PHILADELPHIA (College Press Exchange — Armed robberies in the shadow of college buildings. A student shot and wounded in September. A researcher stabbed to death walking home from his lab.
Throughout the security crisis at the University of Pennsylvania this fall, worried students have demanded more protection from an administration that has responded on many fronts, including by hiring more campus police.
How dangerous is the campus?
That depends who’s counting the crimes.
In a federally required report intended to help parents and students evaluate campus safety, university officials listed 18 1995 campus robberies — both armed and strong-arm. It’s the same number they reported to the state police in Harrisburg under the Pennsylvania campus-crime law.
Yet an internal Penn printout obtained by the Inquirer and authenticated by university officials shows 181 robberies that year within the 125-square-block area patrolled by the campus police.
Why the tenfold difference?
It’s all in how Penn administrators define the campus, an amorphous sprawl of pedestrian malls and city streets, with boundaries that slice between the ground floors and upper stories of some Penn-owned buildings, and fringe areas that don’t fit neatly within the borders of its police patrol area.
On the other hand, Penn officials maintain that adjacent public spaces, such as city streets and sidewalks, or properties the university owns but leases to businesses, are deemed off-campus for the purposes of the annual report of crimes that colleges and universities are required to compile by federal law.
Such properties are managed by University City Associates Inc., a Penn-controlled real estate holding company founded in 1963. Although UCA’s offices are in the campus administration building, and Penn’s treasurer, associate treasurer and associate vice president for finance are all officers of UCA, UCA properties are deemed off-campus, say Penn police.
Critics say Penn’s way of counting crimes is so narrow that it defies common sense and provides misleading information about student safety.
“I would think that anything within the boundaries of the campus would be considered on-campus. It looks like they’re just looking for a technical way out,” said Rep. Howard P. McKeon, R-Calif., co-sponsor of a recent U.S. House resolution that urged the U.S. Department of Education to step up its monitoring of the way universities report crime.
Penn says that student safety is its highest priority and that it follows both the letter and spirit of the law, counting crimes the way many other schools do.
Although Penn police respond to all emergency calls in their jurisdiction, the coding of crimes is “done behind the scenes, much like any police department. Incident locations are all looked at and evaluated,” said Joseph Weaver, the Penn police lieutenant whose three-member unit does the coding.

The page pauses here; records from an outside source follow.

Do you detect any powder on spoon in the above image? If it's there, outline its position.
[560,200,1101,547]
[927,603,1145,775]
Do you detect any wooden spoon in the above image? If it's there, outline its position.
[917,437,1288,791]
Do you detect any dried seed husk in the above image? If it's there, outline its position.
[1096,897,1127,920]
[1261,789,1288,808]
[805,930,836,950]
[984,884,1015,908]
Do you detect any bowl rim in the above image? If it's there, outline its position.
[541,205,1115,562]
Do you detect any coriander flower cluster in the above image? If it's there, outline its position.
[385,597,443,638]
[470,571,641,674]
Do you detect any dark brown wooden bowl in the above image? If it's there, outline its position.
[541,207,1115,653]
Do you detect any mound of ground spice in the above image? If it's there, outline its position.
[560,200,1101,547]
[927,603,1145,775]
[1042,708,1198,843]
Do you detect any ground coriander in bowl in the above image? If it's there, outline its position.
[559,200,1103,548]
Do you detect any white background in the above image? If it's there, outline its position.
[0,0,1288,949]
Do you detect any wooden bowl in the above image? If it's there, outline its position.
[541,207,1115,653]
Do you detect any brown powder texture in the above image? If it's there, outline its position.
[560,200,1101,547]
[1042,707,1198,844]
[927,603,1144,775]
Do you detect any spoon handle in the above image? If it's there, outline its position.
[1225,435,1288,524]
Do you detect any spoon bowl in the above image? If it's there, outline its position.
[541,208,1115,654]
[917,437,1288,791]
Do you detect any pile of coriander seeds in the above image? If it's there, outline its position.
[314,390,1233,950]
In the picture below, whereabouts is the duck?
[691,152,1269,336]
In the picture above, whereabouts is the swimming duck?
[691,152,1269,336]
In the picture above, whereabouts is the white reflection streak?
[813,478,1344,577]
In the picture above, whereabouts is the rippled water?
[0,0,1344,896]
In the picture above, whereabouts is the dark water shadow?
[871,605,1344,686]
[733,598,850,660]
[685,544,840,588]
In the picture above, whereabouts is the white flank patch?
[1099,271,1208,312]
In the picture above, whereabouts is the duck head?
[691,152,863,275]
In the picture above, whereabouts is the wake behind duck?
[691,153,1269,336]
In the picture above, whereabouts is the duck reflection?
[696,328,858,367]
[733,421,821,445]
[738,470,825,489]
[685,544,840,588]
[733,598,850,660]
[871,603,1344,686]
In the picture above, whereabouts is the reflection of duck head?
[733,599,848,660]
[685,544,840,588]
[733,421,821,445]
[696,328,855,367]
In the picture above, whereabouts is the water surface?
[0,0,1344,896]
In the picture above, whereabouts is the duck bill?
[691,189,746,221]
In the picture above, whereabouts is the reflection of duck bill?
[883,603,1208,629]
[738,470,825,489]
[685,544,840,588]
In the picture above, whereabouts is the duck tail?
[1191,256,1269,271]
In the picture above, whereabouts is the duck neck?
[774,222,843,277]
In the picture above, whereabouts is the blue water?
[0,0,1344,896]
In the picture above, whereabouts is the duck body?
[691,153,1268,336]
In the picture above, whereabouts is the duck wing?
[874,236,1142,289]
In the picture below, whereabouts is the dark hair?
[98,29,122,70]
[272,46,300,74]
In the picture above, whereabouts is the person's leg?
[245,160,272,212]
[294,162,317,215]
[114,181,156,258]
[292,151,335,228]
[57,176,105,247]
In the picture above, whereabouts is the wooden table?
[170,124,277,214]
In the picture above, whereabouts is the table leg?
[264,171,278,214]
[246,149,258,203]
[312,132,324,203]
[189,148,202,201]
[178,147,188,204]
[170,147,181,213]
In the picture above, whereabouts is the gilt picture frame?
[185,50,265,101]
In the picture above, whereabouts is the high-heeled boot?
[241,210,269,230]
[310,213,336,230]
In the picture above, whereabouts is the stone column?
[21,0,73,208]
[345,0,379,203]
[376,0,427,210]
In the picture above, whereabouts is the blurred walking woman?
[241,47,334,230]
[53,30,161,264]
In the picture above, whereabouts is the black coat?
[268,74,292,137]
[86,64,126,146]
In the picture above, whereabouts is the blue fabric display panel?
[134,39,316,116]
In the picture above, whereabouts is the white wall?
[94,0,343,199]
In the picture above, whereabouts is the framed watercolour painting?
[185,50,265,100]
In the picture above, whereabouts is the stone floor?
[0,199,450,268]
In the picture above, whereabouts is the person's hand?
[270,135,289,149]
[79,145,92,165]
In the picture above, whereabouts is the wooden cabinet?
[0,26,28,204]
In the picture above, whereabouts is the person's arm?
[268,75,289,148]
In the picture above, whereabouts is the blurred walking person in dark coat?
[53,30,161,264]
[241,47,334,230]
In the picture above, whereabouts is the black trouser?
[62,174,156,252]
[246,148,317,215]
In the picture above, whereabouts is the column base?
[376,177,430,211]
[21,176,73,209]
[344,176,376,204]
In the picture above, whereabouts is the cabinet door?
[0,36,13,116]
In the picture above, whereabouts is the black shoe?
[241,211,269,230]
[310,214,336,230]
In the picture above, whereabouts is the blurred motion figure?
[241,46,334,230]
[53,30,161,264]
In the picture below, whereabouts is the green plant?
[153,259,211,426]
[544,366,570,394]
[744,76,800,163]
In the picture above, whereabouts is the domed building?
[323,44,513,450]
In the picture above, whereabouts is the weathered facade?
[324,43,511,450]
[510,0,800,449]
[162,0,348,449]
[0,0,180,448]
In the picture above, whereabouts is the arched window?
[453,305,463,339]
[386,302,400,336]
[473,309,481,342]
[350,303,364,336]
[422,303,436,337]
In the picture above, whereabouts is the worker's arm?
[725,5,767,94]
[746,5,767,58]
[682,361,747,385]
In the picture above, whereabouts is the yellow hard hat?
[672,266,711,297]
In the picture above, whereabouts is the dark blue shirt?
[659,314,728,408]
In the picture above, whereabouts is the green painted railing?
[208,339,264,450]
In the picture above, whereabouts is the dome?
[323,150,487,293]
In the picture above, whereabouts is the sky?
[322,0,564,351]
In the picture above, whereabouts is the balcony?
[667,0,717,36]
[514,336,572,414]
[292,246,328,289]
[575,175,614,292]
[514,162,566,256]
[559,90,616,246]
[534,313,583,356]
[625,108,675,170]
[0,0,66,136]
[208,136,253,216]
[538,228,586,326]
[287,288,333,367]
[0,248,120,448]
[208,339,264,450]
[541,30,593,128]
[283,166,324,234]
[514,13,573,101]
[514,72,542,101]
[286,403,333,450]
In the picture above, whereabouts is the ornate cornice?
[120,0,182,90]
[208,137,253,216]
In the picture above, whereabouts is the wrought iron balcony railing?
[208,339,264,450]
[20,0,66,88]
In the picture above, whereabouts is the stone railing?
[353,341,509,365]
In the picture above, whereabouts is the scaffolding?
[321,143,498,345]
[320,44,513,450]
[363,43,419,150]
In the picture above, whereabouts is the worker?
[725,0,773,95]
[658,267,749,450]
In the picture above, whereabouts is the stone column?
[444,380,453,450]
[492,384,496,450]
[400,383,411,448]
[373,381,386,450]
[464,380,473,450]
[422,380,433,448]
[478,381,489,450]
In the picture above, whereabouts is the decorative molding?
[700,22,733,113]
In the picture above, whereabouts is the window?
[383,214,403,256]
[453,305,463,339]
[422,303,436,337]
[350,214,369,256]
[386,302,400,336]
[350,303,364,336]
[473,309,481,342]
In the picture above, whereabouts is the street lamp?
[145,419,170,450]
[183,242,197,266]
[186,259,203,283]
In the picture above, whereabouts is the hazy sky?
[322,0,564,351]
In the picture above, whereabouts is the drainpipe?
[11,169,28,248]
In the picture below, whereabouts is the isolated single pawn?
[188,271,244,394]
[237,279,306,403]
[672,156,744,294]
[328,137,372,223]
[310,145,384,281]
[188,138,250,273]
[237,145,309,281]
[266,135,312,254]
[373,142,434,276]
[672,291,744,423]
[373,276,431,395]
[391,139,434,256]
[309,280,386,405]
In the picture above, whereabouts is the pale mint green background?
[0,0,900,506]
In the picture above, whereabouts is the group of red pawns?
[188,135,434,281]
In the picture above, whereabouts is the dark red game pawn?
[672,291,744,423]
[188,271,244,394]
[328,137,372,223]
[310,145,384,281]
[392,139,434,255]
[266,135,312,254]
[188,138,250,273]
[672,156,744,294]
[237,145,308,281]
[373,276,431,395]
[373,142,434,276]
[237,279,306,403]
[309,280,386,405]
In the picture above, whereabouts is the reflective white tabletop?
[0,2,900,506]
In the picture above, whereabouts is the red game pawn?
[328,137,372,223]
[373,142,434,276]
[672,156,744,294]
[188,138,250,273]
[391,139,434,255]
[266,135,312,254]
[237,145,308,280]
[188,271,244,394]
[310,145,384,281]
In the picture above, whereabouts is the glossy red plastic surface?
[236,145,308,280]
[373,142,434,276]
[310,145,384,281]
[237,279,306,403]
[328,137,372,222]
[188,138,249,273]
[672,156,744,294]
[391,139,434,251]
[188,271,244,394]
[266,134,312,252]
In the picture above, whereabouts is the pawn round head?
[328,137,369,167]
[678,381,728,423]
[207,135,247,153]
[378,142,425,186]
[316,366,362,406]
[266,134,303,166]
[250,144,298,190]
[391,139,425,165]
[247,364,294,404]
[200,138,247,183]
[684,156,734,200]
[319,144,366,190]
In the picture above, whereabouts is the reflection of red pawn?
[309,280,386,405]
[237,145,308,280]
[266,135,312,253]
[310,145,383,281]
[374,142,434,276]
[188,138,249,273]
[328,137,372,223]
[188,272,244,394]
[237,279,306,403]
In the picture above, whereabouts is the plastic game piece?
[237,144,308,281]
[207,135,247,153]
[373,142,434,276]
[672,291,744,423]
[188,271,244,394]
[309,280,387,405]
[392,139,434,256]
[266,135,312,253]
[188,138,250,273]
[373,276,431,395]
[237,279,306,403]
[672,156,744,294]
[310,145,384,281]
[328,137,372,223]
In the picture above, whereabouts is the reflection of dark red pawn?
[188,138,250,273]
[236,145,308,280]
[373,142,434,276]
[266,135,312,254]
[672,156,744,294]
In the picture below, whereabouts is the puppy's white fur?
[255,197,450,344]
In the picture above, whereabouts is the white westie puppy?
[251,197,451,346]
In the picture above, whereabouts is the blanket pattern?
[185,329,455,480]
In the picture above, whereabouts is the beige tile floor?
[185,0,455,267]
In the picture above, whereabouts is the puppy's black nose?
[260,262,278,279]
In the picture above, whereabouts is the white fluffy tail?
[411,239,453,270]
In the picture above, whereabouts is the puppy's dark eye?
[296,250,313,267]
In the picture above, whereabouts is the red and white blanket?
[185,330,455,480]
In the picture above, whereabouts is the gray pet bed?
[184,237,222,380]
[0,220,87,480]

Even inside the department, it’s a controversial call.
“That’s always been a big issue amongst patrol officers. Something that occurs on the sidewalk can be classified as off-campus. That really doesn’t make sense to us,” said a Penn police officer who asked not to be named.
Merchants in West Philadelphia say Penn police often are the first to respond to incidents in the jurisdiction they share with the city’s 18th Police District. When Penn responds or receives information about a crime that the city has handled, the incident is logged in the campus police blotter, which is open to the public and available for publication in campus media, Penn police officials said.
When they label crimes “OC” as they did with more than 90 percent of the 1995 robberies in their patrol area, those crimes go uncounted in the annual survey the federal government has required since the passage of the 1990 Student Right-to-Know and Crime Awareness and Campus Security Act. The law, which took effect in 1992, was designed to cure underreporting of campus crimes by image-sensitive schools.
The law requires that the survey include murders, sex offenses, robberies, aggravated assaults, burglaries and motor-vehicle thefts and be released on request to all students, employees, prospective students and prospective employees. Penn officials say the university scrupulously complies by sending the statistics out with admissions applications.
While parents and students don’t generally rely on crime data alone to choose a college, the statistics are a growing part of the equation.
In a world that can seem dangerous everywhere, “the degree that you consider something like that definitely has to be higher than it used to be,” said Jeffrey Waranch, a 1967 Penn graduate living in Baltimore. Waranch’s daughter Rebecca is a senior at Penn.
“I would be concerned no matter where she was. But she’s in the heart of a big city. And I’ve gotten the impression that things are much more dangerous than they used to be,” Waranch said.